The etiology of osteoarthritis of the hip: an integrated mechanical concept

Reinhold Ganz, Michael Leunig, Katharina Leunig-Ganz, William H Harris, Reinhold Ganz, Michael Leunig, Katharina Leunig-Ganz, William H Harris

Abstract

The etiology of osteoarthritis of the hip has long been considered secondary (eg, to congenital or developmental deformities) or primary (presuming some underlying abnormality of articular cartilage). Recent information supports a hypothesis that so-called primary osteoarthritis is also secondary to subtle developmental abnormalities and the mechanism in these cases is femoroacetabular impingement rather than excessive contact stress. The most frequent location for femoroacetabular impingement is the anterosuperior rim area and the most critical motion is internal rotation of the hip in 90 degrees flexion. Two types of femoroacetabular impingement have been identified. Cam-type femoroacetabular impingement, more prevalent in young male patients, is caused by an offset pathomorphology between head and neck and produces an outside-in delamination of the acetabulum. Pincer-type femoroacetabular impingement, more prevalent in middle-aged women, is produced by a more linear impact between a local (retroversion of the acetabulum) or general overcoverage (coxa profunda/protrusio) of the acetabulum. The damage pattern is more restricted to the rim and the process of joint degeneration is slower. Most hips, however, show a mixed femoroacetabular impingement pattern with cam predominance. Surgical attempts to restore normal anatomy to avoid femoroacetabular impingement should be performed in the early stage before major cartilage damage is present.

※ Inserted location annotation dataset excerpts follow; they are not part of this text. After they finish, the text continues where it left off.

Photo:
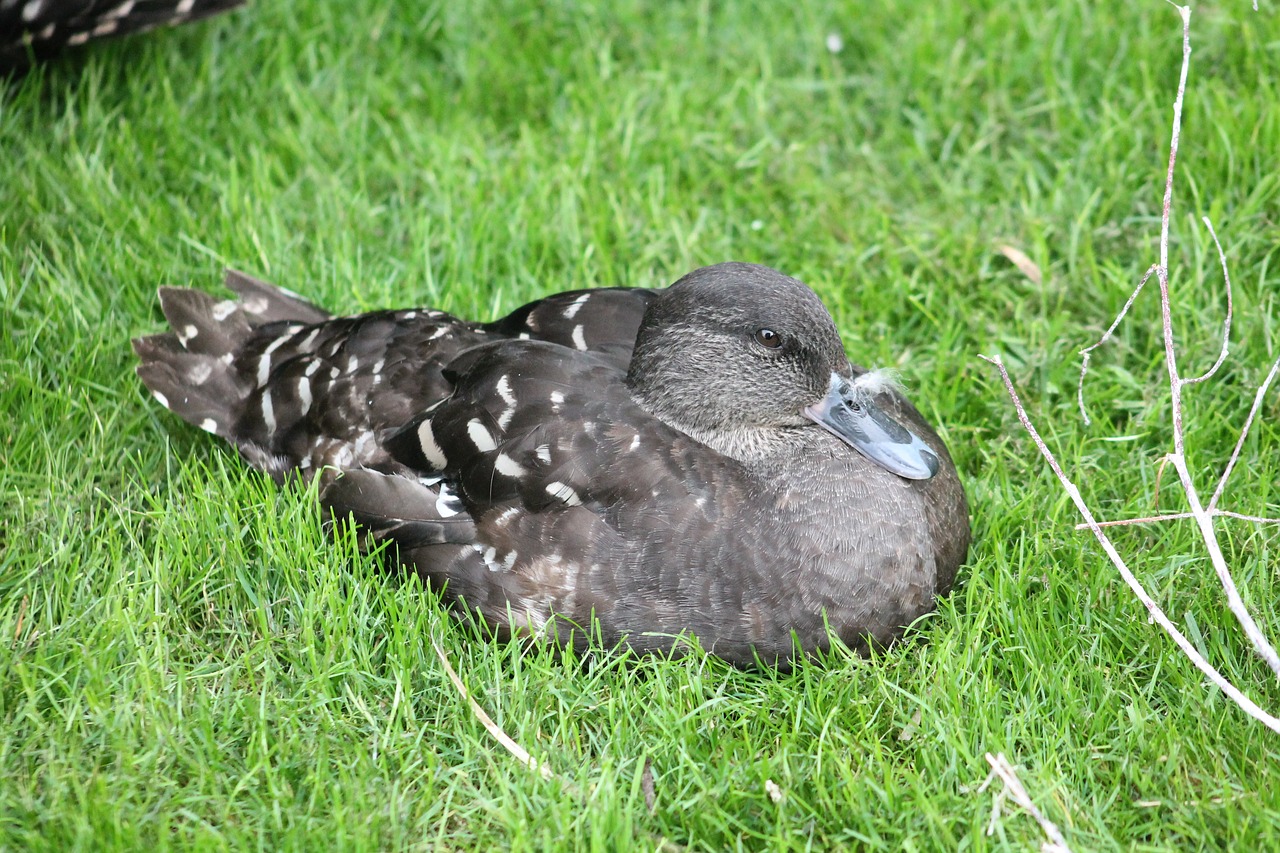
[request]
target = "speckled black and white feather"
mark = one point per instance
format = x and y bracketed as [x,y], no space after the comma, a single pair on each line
[624,455]
[40,28]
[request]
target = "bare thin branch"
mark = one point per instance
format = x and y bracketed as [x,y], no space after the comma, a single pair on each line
[1175,383]
[1230,310]
[1106,336]
[1174,516]
[487,721]
[1205,520]
[1244,433]
[1153,610]
[1001,769]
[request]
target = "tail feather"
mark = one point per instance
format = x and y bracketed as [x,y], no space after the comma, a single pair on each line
[202,324]
[266,302]
[199,388]
[396,507]
[192,370]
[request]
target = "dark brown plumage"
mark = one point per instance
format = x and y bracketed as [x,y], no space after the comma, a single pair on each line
[698,460]
[40,28]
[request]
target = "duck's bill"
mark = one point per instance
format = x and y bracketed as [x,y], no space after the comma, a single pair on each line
[850,415]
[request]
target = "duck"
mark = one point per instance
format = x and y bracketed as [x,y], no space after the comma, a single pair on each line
[691,466]
[41,28]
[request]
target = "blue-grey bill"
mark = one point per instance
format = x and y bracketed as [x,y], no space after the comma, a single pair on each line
[850,415]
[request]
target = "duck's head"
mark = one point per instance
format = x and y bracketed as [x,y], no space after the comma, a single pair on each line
[740,355]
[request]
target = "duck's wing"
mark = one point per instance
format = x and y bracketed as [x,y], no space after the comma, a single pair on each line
[584,505]
[297,389]
[292,387]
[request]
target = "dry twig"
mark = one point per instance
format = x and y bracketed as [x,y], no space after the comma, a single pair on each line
[1201,514]
[487,721]
[1002,770]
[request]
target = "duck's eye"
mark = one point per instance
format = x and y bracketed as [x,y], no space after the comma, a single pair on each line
[768,338]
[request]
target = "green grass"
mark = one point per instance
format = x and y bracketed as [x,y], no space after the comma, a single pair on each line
[186,661]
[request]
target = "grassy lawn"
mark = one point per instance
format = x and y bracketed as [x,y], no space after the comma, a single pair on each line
[187,662]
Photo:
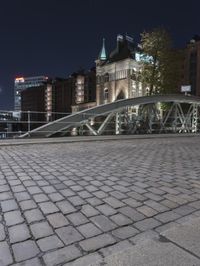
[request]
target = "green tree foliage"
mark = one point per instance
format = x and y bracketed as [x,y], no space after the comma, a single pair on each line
[161,65]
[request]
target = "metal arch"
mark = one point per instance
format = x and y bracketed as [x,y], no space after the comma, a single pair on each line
[114,107]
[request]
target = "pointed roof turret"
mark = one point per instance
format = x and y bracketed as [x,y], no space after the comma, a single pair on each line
[103,54]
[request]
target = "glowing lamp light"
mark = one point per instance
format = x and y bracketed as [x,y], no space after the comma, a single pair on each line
[20,79]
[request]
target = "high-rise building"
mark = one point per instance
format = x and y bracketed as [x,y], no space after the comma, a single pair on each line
[116,73]
[22,83]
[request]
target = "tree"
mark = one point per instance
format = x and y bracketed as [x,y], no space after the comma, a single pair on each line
[161,65]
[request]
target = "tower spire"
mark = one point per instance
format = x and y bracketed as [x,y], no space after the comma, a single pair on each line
[103,54]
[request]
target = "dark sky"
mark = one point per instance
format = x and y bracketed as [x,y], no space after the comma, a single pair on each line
[57,37]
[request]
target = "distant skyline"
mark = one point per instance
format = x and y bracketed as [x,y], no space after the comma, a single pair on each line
[56,37]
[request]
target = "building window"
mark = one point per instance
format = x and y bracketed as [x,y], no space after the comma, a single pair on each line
[105,96]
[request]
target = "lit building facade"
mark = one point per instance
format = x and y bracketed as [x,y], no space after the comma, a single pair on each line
[22,83]
[192,65]
[117,73]
[84,90]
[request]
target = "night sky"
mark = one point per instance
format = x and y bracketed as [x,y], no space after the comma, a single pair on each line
[58,37]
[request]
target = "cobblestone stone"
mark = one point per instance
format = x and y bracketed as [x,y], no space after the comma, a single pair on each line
[125,232]
[9,205]
[104,223]
[57,220]
[61,255]
[41,229]
[13,217]
[5,255]
[33,216]
[97,242]
[69,234]
[50,242]
[18,233]
[25,250]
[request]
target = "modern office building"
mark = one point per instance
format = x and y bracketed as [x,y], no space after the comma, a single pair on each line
[22,83]
[116,72]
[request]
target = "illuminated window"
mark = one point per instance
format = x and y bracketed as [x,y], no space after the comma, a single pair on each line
[105,96]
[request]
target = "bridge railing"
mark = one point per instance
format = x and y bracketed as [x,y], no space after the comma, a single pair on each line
[127,120]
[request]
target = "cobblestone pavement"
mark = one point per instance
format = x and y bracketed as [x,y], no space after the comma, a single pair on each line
[81,201]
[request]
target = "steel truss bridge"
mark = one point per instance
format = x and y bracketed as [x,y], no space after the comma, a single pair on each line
[142,115]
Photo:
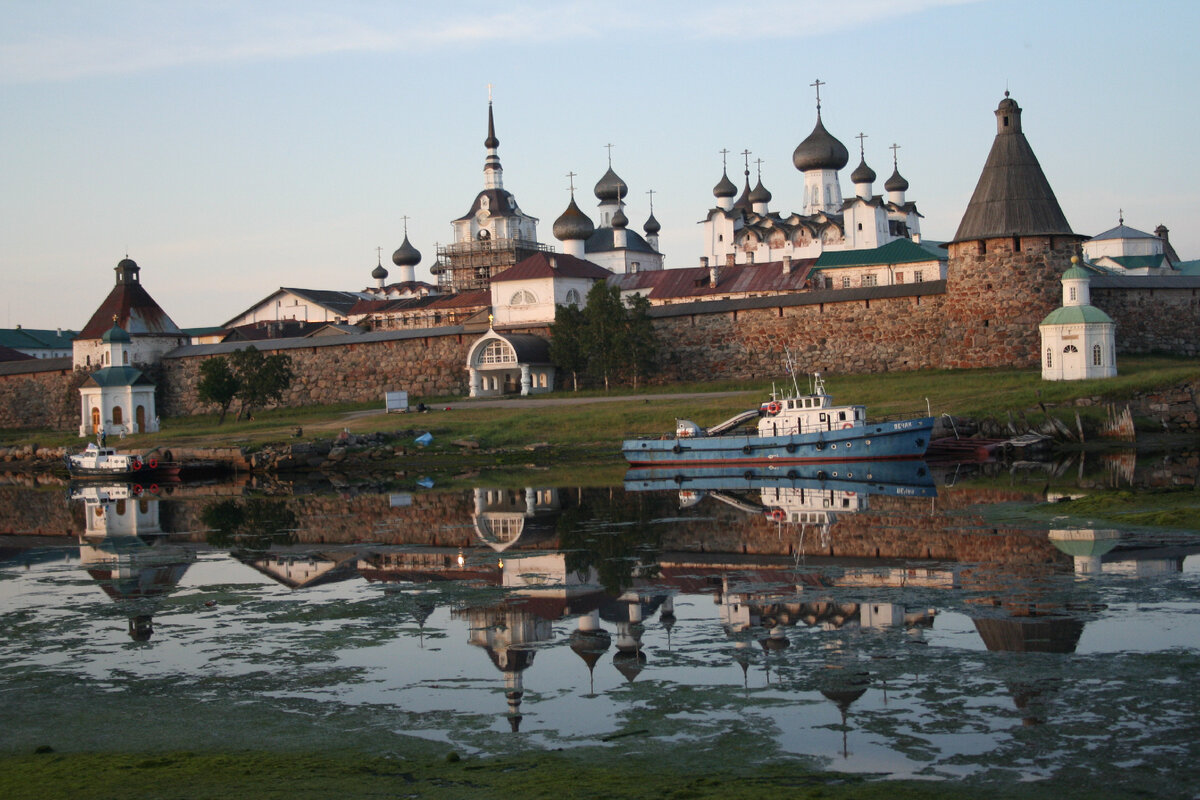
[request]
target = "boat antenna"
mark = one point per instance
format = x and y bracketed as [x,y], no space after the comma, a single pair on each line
[791,371]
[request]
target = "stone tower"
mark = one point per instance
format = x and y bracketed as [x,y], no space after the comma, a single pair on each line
[1006,259]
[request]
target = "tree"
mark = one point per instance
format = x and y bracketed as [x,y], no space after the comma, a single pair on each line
[640,340]
[263,378]
[217,384]
[568,343]
[605,316]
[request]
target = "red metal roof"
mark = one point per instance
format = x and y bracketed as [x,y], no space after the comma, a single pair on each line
[693,282]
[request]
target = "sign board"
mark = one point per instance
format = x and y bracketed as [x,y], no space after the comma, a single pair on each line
[395,402]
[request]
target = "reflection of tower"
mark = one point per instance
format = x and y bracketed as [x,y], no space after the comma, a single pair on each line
[1085,547]
[589,642]
[508,635]
[124,547]
[504,516]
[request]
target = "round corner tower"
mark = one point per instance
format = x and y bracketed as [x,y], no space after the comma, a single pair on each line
[1007,256]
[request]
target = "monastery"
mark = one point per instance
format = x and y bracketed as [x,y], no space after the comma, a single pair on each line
[846,283]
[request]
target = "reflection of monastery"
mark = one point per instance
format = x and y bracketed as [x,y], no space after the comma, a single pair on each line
[124,548]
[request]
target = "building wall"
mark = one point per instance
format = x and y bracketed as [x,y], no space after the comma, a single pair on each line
[41,400]
[1153,320]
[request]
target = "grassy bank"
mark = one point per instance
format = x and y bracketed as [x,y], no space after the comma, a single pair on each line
[553,776]
[592,422]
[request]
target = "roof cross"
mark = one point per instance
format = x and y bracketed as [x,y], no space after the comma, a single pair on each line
[819,83]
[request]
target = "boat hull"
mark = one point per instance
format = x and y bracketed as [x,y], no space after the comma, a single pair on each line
[870,441]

Level of evidence: Level V, therapeutic study. See the Guidelines for Authors for a complete description of levels of evidence.

Figures

Fig. 1A–D
Fig. 1A–D
AP radiographs of (A) a normal hip and three forms of abnormalities associated with mild slipped capital femoral epiphyses called (B) “flattening,” (C) the “bump,” and (D) the “hook.” Reproduced with permission from Harris WH. Etiology of osteoarthritis of the hip. Clin Orthop Relat Res. 1986;213:22.
Fig. 2
Fig. 2
Comparison of the mild deformity of the proximal femur secondary to a mild, unrecognized slipped capital femoral epiphysis and the contour of the grip of a pistol. Because of the similarity, these types of proximal femoral deformities are called “pistol grip deformities.” Reproduced with permission and copyright © 1975 by Elsevier from Stulberg SD. Unrecognized childhood hip disease: a major cause of idiopathic osteoarthritis of the hip. In: Cordell LD, Harris WH, Ramsey PL, MacEwen GD, eds. The Hip: Proceedings of the Third Open Scientific Meeting of the Hip Society. St Louis, MO: CV Mosby; 1975:212–228.
Fig. 3A–C
Fig. 3A–C
(A) FAI is shown in a 34-year-old man with an apparently normal AP radiograph. (B) The nonspherical femoral head leading to reduced offset at the neck and predisposition to cam FAI is visible on the lateral radiograph. (C) The MRI scan confirmed the labral tear and chondral injury resulting from FAI. Reproduced with permission from Ganz R, Parvizi J, Beck M, Leunig M, Nötzli H, Siebenrock KA. Femoroacetabular impingement. Clin Orthop Relat Res. 2003;417:115.
Fig. 4A–D
Fig. 4A–D
Diagrams illustrate the proposed mechanisms of joint damage in FAI. (A) In pincer FAI, linear impact due to the acetabular overcoverage occurs anteriorly. The persistent anterior abutment with chronic leverage of the head in the acetabulum sometimes results in chondral injury in the “contrecoup” region of the posterior-inferior acetabulum. (B) In cam FAI, the prominent femoral head/neck junction (C) is jammed into the acetabulum causing damage to the peripheral cartilage at flexion and internal rotation (D). Reproduced with permission from Lavigne M, Parvizi J, Beck M, Siebenrock KA, Ganz R, Leunig M. Anterior femoroacetabular impingement. Part I. Techniques of joint preserving surgery. Clin Orthop Relat Res. 2004;418:71.
Fig. 5A–B
Fig. 5A–B
Intraoperative photographs show acetabular cartilage damage during the treatment of young adult patients suffering from FAI. (A) In pincer FAI, the linear impact leads to substantial labral damage, while in early phases the adjacent cartilage remains intact. (B) In contrast, cam FAI frequently reveals deep-reaching flaplike cleavage lesions of cartilage from the subchondral bone early in the disease.